Bazen afallıyor insan yıllar öncesine dair kötülük hikâyelerini işitince. Hiç haberim bile olmamış mesela birilerinin zalimce yargılarından, kötücül dedikodulardan… Tam da öyle değil aslında… Bir his, bir sezgi olarak var olmuş bu… Bazı insanların bakışlarıyla gelip kalbimden vurmuş, içime bir dehşet ürpermesi olarak yerleşmiş; ya da birden işitilen bir söz bir hikâyenin ipucunu vermiş.
Dedikoduyla baş etmenin en etkili yolunun saydamlık olduğu sonucuna varmıştım yıllar önce. Sen her şeyi anlatırsan, yaşadıklarını hatalarıyla birlikte gururla taşırsan dedikoducuların susacağını düşünüyorsun. Pek de öyle olmuyor tabii. Mesele sana duyulan bir öfke ve nefret olunca gerçeğin karartılması giriyor devreye. Amaç sana zarar vermek, böylece üzerinde bir iktidar kurmak oluyor.
İnsanın içinde filizlenen kötülüğü anlamaya çalıştım hep. Sakin, mutlu bir ruh neden kötülük yapsın? Kötülüğü yapan mutsuzdur aslında. Önemli bir neden kıskançlıktır. Kıskançlık iktidar tutkusu kadar insanın kendisine adaletsizlik yapıldığını düşünmesiyle de ilgilidir. İnsani bir duygudur bu… Kıskançlık duymak değildir mesele. Kaçınılmazdır çoğu zaman; duyarsın çünkü… Kıskançlığın bir intikam projesine, bir iktidar savaşına dönüşmesidir kötü olan.
Kimi insanlar kıskançtırlar ama bunu kendi içlerinde yaşarlar sadece… İçin için kemiren bir duygu olarak. Çok da kötü bir şey değildir bu… Adalet duygusu ile ilgilidir.
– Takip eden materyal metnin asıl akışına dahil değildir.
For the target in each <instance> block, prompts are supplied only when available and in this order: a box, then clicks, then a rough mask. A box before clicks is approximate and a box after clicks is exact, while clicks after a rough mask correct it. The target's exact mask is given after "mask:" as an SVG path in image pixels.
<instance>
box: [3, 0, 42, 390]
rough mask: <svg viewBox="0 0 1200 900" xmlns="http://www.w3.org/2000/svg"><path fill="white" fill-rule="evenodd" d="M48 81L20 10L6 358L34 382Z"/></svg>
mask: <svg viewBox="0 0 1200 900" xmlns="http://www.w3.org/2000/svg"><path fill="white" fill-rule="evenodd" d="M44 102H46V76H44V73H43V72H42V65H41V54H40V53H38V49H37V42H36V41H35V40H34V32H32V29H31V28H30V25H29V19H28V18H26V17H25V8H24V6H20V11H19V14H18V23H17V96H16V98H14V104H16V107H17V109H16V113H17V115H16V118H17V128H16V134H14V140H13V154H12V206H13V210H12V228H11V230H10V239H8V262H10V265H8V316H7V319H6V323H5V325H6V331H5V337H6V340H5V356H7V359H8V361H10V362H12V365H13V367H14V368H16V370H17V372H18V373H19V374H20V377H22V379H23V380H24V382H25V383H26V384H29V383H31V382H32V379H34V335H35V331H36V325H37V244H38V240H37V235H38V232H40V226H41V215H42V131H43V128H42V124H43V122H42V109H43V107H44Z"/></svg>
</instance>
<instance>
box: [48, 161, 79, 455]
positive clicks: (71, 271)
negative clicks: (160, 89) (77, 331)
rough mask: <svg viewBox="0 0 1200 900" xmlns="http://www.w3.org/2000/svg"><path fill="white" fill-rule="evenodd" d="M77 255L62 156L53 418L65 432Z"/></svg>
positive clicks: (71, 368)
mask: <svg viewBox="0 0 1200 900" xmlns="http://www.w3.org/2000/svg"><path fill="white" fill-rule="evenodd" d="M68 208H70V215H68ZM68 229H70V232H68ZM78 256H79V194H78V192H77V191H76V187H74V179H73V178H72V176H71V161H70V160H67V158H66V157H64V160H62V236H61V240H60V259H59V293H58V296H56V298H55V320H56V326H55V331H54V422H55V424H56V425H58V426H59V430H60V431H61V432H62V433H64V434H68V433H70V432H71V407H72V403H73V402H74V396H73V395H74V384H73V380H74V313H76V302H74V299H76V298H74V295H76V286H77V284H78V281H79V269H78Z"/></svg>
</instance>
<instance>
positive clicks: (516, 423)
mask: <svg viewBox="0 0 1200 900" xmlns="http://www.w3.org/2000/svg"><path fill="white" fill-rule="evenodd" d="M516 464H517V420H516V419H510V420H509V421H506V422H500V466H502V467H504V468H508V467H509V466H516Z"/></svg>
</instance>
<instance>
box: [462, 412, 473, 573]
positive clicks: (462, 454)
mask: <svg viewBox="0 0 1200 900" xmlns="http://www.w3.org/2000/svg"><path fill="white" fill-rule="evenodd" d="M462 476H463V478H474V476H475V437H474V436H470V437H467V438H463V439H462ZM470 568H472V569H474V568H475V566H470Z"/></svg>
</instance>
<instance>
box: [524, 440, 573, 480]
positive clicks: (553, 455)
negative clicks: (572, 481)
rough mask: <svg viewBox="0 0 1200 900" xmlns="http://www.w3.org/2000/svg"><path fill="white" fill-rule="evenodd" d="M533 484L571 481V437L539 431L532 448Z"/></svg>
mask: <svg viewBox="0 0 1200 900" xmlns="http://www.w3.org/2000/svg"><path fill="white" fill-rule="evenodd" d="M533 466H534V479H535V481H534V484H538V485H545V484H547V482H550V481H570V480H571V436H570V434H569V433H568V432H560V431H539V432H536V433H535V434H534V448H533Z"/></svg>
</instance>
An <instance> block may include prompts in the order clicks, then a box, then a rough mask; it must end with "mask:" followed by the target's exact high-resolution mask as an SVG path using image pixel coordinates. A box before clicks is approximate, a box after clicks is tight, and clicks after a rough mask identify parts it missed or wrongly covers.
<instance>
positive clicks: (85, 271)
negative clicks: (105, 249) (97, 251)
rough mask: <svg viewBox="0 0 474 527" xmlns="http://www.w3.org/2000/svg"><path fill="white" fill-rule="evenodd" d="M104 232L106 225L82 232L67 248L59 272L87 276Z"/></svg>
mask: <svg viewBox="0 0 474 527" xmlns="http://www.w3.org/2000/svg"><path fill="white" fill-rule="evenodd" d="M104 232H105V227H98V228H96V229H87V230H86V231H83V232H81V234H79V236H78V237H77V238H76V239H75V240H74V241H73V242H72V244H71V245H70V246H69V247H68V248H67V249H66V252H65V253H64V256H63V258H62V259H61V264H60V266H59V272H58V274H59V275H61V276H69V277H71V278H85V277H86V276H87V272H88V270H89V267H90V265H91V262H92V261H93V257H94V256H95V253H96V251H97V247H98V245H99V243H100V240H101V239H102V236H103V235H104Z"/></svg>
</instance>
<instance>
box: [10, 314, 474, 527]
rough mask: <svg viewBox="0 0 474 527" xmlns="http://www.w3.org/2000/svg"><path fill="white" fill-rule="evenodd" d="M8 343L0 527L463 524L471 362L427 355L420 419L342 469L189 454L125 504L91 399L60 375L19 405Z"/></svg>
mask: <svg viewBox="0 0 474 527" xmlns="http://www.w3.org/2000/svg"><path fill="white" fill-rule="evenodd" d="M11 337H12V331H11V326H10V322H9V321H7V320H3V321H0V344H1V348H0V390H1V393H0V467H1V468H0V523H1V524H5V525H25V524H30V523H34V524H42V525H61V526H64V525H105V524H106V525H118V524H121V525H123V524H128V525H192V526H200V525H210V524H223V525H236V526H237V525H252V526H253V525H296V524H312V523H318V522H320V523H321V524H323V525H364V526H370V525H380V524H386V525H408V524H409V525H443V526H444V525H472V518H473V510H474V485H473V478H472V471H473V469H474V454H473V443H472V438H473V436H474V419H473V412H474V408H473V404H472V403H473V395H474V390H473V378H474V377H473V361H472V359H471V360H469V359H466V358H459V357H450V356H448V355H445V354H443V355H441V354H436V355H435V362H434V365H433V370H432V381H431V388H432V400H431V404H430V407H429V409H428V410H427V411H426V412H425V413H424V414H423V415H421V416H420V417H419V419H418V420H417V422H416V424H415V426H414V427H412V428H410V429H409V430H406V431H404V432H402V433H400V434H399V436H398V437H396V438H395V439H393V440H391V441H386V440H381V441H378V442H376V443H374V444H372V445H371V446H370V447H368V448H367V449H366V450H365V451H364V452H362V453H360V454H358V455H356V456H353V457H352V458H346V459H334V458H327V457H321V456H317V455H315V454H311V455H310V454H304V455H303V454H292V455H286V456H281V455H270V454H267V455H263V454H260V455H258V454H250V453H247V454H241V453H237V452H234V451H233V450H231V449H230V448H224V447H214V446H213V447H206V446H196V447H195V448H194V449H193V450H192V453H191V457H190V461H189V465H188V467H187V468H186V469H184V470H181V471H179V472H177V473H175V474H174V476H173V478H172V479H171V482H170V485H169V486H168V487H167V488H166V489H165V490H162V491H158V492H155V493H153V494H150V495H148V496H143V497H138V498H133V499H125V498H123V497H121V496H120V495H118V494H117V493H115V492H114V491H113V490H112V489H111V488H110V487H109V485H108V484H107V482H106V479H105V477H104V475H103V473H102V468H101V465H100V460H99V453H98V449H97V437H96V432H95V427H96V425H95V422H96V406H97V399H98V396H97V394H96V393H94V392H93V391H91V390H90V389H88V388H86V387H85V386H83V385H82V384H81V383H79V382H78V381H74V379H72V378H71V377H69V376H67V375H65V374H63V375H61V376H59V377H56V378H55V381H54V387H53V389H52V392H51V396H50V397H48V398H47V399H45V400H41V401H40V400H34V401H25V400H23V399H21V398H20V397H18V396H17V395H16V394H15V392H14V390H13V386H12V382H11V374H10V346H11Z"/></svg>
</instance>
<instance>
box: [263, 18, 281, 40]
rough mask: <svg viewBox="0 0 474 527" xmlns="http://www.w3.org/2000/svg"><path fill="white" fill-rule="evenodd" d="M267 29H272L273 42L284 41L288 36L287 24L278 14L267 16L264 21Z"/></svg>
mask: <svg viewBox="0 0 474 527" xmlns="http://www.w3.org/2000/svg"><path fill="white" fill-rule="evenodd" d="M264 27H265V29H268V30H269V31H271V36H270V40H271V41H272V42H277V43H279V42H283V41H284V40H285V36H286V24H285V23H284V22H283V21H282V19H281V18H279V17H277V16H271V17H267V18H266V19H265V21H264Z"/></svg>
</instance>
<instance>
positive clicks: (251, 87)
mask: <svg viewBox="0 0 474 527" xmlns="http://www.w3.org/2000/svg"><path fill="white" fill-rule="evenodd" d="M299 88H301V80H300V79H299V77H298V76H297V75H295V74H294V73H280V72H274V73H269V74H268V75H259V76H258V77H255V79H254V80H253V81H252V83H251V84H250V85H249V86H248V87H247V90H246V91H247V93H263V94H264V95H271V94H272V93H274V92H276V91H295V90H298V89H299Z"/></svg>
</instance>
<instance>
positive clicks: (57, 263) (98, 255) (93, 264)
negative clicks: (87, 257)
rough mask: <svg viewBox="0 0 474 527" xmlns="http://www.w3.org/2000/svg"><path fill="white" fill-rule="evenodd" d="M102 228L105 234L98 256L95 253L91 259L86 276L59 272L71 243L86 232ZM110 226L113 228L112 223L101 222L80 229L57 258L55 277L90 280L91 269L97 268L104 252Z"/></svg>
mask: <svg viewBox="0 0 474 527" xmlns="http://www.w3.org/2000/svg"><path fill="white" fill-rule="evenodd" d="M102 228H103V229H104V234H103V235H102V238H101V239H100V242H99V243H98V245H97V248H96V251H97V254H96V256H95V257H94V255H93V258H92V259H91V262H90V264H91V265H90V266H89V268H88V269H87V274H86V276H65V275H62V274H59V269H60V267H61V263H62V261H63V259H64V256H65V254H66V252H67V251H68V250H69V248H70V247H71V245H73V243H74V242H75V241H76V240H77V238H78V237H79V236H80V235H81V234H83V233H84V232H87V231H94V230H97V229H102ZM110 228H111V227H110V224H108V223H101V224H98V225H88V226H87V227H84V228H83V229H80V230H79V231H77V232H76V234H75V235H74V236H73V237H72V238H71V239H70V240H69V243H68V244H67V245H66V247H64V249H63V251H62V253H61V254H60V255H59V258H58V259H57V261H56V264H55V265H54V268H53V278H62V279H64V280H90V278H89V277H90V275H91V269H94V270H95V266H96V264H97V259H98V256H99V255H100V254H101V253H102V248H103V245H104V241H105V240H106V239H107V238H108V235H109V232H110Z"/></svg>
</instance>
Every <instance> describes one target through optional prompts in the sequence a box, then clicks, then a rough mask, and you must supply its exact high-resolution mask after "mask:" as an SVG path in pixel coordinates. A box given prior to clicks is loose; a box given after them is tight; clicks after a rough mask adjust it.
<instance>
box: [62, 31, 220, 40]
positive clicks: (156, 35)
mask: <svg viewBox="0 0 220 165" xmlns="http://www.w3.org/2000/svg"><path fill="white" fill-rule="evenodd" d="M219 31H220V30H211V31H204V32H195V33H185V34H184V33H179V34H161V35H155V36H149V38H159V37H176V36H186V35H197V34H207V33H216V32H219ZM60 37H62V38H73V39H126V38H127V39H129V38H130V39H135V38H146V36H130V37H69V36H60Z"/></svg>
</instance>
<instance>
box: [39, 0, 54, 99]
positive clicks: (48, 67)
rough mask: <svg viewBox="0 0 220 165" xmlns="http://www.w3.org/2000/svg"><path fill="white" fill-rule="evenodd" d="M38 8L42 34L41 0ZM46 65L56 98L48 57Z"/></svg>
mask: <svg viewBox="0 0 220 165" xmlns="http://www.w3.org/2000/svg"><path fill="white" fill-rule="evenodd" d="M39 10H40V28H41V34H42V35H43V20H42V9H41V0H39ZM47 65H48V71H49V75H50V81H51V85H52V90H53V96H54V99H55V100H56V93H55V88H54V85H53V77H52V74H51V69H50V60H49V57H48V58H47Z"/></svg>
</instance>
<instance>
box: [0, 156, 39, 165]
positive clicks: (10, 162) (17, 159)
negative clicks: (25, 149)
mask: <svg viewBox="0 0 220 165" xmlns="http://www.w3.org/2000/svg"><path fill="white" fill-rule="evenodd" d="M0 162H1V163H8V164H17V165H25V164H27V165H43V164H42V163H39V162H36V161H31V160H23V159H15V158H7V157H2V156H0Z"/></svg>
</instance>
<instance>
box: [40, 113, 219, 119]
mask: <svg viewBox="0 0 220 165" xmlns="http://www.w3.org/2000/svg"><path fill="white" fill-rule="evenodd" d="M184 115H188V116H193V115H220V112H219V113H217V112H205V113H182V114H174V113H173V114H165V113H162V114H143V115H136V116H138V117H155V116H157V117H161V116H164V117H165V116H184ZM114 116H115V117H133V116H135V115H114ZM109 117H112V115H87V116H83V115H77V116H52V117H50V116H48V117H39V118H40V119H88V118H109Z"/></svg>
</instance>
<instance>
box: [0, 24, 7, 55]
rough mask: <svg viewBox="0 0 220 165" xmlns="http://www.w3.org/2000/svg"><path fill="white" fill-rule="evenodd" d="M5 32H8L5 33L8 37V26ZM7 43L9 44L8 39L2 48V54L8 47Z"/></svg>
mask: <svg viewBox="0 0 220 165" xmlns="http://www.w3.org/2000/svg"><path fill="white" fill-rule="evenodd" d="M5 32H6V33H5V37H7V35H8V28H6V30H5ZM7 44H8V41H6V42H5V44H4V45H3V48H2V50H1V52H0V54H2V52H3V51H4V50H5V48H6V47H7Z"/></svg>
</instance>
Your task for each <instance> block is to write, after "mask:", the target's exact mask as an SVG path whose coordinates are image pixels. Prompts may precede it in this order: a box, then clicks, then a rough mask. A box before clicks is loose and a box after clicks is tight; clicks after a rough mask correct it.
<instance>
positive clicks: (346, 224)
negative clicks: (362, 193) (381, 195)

Hayat adil davranmaz çünkü ve insan isyan edebilir buna...
Belki de bütün mesele hayatın bir yarışma kulvarı gibi sunulması, başarı ve mutluluğun başkalarından üstünlük olarak tanımlanmasıdır. Böyle olunca diğerlerini ezip geçme, komplolar kurarak alt etme geçerli yöntemler haline geliyor.
Bize sunulan bu dünyayı, bazı algılama biçimlerini tartışılmaz gerçeklikler olarak kabul etmemiz istenir. Bunu sarsacak en etkili soruları çocuklar sorarlar. “Neden?” der çocuk ve donup kalırsınız. Daha önce doğal kabul ettiğiniz bir durum üzerine düşünmeye başlarsınız.
Çocukluğunu koruyan, masumiyete sahip çıkan insanlardır dünyanın gerçek umudu…
Çocuk kalabilmiş insanları çok severim bu yüzden… Dünyaya en çok onlar karşı durabilirler. Kırılgan insanlardır temiz kalpleri taşıyabilenler.
Güçlü görünen pek çok insan aslında perdenin ardından megafonla konuşan Oz Büyücüsü gibidir. Çevreye saldıkları korku yanıltıcıdır. Kötüler güçlü olanlar değil, güçlü taklidi yapanlardır çoğu zaman. Mucizeleri güzel kalpler gerçekleştirebilir ancak… Çocukluk kalplerinizi özenle koruyun.